For me, it was an outline. Some writers like to free-write without any notion of where they’re going, and that might work for fiction, but for memoir (or even autobiographical fiction), which depends on using real-life events for grist, an outline is helpful.
I created my detailed road map after reading Save the Cat!: The Last Book on Screenwriting You’ll Ever Need by Blake Snyder on the recommendation of author and blogger Catherine Ryan Howard, who called it “the single most useful tool I have ever come across when it comes to that thorny little problem called plotting.” (I also mentioned this book earlier this month when discussing how to create a likeable protagonist.)
Yes, as the title suggests, Snyder’s book is about writing screenplays, but many of his concepts can be applied to books. Not only is it written with style and verve, it has substance and detailed tips for following through. After reading it, you’ll never watch a movie the same way again.
I used some of the tips to punch up the outline for Truth, Dare, and when I sat down to write after a two-month drought of inspiration, I jumped right into the fray and knew what needed to be done.
Here’s exactly how I used Snyder’s concepts to drive my outline:
Snyder recommends a good screenplay requires 15 “beats” or plot points from opening scene to final image. First I wrote each beat on a post-in note, and then I starting working in the scenes from my high school diaries (and the ones I had already written) to support each beat.

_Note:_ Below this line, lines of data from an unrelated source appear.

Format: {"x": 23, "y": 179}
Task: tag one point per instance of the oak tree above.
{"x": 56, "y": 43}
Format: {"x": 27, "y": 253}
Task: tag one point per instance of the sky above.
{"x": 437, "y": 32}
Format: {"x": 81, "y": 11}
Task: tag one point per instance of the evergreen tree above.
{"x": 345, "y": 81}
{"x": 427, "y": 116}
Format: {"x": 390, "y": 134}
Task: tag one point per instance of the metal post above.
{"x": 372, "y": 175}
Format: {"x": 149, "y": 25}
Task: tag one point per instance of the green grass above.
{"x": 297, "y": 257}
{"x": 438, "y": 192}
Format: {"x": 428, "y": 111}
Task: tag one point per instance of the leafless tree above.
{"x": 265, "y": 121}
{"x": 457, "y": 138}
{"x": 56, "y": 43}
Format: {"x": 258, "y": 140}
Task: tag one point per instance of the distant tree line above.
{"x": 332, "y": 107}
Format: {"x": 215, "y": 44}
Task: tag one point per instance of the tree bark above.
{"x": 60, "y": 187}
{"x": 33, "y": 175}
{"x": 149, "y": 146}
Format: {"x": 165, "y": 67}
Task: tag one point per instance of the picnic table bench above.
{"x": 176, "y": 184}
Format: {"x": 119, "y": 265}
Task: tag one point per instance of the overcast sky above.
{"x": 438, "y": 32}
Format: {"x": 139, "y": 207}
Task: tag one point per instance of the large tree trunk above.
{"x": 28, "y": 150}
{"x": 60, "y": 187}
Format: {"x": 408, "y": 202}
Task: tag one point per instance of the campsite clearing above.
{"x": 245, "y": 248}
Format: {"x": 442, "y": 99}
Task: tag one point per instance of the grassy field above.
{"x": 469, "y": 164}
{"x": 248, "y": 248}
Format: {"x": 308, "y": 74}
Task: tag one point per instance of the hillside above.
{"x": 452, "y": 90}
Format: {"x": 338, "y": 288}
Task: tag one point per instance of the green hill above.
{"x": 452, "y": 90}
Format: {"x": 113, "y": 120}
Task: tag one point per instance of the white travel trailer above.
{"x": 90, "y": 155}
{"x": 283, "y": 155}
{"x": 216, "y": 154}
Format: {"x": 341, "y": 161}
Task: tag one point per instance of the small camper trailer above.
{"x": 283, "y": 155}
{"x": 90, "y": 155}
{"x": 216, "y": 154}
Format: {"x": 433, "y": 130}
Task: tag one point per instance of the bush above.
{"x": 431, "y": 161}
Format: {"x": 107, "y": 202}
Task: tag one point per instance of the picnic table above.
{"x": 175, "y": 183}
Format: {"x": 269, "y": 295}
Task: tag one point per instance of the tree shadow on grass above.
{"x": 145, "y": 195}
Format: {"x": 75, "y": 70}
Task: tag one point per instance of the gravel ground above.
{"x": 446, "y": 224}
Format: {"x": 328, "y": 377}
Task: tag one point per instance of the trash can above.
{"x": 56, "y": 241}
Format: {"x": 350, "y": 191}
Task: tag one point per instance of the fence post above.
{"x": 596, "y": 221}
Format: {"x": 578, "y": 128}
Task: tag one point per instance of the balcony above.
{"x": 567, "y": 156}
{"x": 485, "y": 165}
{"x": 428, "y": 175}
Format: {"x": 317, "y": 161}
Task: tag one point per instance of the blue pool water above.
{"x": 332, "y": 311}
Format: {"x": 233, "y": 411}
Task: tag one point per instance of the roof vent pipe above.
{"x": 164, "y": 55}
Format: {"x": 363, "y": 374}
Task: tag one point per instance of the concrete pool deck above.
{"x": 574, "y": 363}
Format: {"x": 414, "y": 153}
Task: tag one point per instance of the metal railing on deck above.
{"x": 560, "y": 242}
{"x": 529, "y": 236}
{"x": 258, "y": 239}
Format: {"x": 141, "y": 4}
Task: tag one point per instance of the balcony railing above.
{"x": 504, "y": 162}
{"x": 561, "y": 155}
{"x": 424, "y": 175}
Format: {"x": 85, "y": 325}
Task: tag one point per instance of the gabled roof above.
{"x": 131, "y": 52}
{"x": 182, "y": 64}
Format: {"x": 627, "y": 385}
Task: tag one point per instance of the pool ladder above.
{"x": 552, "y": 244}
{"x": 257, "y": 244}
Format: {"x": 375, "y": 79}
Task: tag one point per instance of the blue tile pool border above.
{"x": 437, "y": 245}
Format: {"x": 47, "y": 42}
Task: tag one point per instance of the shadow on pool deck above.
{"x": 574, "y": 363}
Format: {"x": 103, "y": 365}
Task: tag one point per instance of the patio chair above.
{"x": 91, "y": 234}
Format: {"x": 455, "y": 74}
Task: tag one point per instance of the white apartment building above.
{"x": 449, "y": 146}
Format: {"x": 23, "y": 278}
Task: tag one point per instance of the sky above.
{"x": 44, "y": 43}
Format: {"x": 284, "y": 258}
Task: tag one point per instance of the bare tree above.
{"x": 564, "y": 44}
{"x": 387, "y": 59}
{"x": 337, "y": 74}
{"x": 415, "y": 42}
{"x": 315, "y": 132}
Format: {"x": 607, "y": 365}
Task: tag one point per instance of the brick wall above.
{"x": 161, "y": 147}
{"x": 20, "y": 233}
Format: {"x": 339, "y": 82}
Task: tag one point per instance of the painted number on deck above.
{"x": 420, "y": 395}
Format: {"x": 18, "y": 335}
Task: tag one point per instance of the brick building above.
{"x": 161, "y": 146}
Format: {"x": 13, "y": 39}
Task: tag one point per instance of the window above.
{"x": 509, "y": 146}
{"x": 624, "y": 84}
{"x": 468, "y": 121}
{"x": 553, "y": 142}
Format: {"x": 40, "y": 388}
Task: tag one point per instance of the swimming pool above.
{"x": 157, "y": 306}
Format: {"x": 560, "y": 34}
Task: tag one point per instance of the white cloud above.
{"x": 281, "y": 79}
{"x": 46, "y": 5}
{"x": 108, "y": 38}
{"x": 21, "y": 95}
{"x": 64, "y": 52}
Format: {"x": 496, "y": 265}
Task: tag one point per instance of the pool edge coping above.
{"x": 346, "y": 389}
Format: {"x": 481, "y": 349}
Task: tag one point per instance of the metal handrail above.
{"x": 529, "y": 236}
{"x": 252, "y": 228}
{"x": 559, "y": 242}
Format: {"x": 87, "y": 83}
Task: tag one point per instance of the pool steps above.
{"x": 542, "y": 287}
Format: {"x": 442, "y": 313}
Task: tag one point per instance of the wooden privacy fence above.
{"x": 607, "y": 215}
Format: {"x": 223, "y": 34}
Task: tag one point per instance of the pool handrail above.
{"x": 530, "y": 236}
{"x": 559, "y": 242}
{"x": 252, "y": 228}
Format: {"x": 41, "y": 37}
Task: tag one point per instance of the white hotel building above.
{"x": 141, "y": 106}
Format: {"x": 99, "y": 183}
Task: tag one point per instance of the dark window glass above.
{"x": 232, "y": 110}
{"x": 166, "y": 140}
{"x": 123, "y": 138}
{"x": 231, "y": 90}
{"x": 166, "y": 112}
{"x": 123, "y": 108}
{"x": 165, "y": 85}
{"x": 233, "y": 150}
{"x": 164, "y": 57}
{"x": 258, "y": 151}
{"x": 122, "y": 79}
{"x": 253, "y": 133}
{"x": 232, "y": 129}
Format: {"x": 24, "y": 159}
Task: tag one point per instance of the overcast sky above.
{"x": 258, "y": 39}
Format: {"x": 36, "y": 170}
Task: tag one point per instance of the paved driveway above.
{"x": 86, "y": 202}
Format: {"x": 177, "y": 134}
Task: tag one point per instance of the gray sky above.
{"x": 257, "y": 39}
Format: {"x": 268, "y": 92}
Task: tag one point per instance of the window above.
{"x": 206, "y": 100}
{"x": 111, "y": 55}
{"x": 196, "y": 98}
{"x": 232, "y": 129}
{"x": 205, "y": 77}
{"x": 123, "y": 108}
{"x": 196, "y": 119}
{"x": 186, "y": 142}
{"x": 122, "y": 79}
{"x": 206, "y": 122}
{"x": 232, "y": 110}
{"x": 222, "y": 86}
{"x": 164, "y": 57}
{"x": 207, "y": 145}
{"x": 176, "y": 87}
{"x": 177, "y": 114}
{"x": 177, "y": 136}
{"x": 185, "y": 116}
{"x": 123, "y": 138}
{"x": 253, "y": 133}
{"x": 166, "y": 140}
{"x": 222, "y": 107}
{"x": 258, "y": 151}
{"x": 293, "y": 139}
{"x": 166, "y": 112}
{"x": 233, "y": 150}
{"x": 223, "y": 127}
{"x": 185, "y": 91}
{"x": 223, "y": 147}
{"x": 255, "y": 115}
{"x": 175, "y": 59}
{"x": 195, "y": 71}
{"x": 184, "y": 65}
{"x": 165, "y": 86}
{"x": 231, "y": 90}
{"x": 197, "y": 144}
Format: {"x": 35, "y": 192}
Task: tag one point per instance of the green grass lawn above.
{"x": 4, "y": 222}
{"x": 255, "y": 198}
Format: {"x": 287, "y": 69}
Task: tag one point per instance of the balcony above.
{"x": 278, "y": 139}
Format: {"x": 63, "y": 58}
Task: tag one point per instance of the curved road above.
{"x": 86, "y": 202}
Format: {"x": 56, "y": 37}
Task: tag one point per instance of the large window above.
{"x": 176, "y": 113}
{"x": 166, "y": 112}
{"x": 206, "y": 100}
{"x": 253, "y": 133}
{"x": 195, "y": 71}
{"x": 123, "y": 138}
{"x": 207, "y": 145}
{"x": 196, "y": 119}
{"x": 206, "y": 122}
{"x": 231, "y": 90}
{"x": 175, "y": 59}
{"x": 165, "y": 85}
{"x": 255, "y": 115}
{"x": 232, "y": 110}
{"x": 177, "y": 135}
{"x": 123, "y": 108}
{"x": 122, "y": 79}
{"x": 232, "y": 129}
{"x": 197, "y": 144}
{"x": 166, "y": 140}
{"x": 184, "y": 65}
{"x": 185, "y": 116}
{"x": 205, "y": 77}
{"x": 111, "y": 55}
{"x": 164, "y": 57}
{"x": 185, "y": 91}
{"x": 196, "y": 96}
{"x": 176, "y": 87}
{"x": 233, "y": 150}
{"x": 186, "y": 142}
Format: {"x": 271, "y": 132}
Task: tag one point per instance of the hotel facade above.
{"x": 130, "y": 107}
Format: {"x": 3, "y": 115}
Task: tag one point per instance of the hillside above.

Organizing beats this way helped me figure out where to introduce characters, conflicts and resolutions.
Then I wrote up a seven-page, color-coded outline reflecting my post-it notes. I numbered chapters and added notes to myself about character motivations, scenes and the goal of each chapter. For someone else, you might put all the Post-It notes on a wall in your writing area, but I didn’t have that luxury.
Then, I got back to writing. By creating an outline of all the points I wanted to make in my story, I was able to check off each chapter as I finished the first draft of it. I still moved scenes around after creating my beat sheet, but at least I had a map for getting to the finish line. Snyder’s screenwriting concepts, by the way, also helped me write the ending to Truth, Dare, Double Dare, Promise or Repeat. I’ll write more about that — and the significance of the blue shoes on the cover — later this month.